If applied within the deadline for voluntary home returning or legal status, these workers could skip heavy fine and jail terms of up to three months.
According to the Acting Ambassador of Nepal to Malaysia, Kumar Kharel, the number of illegal Nepali workers visiting the embassy for the travel document has gone up recently.
Nearly 250 travel documents, a temporary passport for one-way travel to Nepal, are being issued every day to illegal Nepali workers.
“We have been providing travel document at very convenient manner way to our citizens. The travel document is issued on the same day of the application. For those unable to visit the embassy, we have been trying to reach out to them as well,” said Kharel.
In a bid to encourage undocumented Nepali workers to take advantage of the scheme, the Nepali embassy recently organised two camps in Penang and Johor Bahru on last Saturday.
Through these camps, the embassy had facilitated workers in providing information about returning home and a total of 277 one-way travel documents were issued.
Besides, the embassy has been regularly using social media platforms to persuade Nepali workers to get the legal status or return back home.
The southeastern nation Malaysia, hosting 485,000 Nepalis, has estimated nearly 25 per cent of its total Nepali workforce, according to its Immigration Department of Malaysia.
The issue of Nepali workers becoming undocumented or illegal has been a major headache for the embassy and the local authority, also tarnishing the image of Nepali workers in Malaysia.
When these workers run away from their host company and start working for other employer without the valid work-permit or overstay in the country, they become illegal.
In most of the cases, they are lured by fellow Nepali workers and Nepali agents for higher income, which makes them more vulnerable to labour exploitation and legal consequences.
Employers have been regularly raising concerns about escaping of Nepali workers to Nepali mission as they have invested money for hiring those workers.
“Our priority is to encourage them not to become illegal, running away from their workplace. If they have any problem, they can come in touch with the embassy and we will help them in dealing with their concern,” added Kharel.
The last deadline for the rehiring and 3-plus-1 programme scheme was set for December 31, 2017 before it was extended again.
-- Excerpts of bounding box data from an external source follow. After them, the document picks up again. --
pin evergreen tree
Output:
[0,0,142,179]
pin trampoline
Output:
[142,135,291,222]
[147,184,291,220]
Nepali workers with valid passports or travel document can return to Nepal after getting an Exit Pass from Immigration Department, which will cost them a fine of Malaysian Ringgit 400.
In case of those without valid passport can get one-way travel document from the embassy after paying 160 Ringgit.
According to the Immigration Department rules, if arrested during crackdown, these workers will be slapped with the fine up to RM 5,000 and blacklisted for entering Malaysia for up to five years. Also, if produced before the court, the minimum fine would be of RM10,000.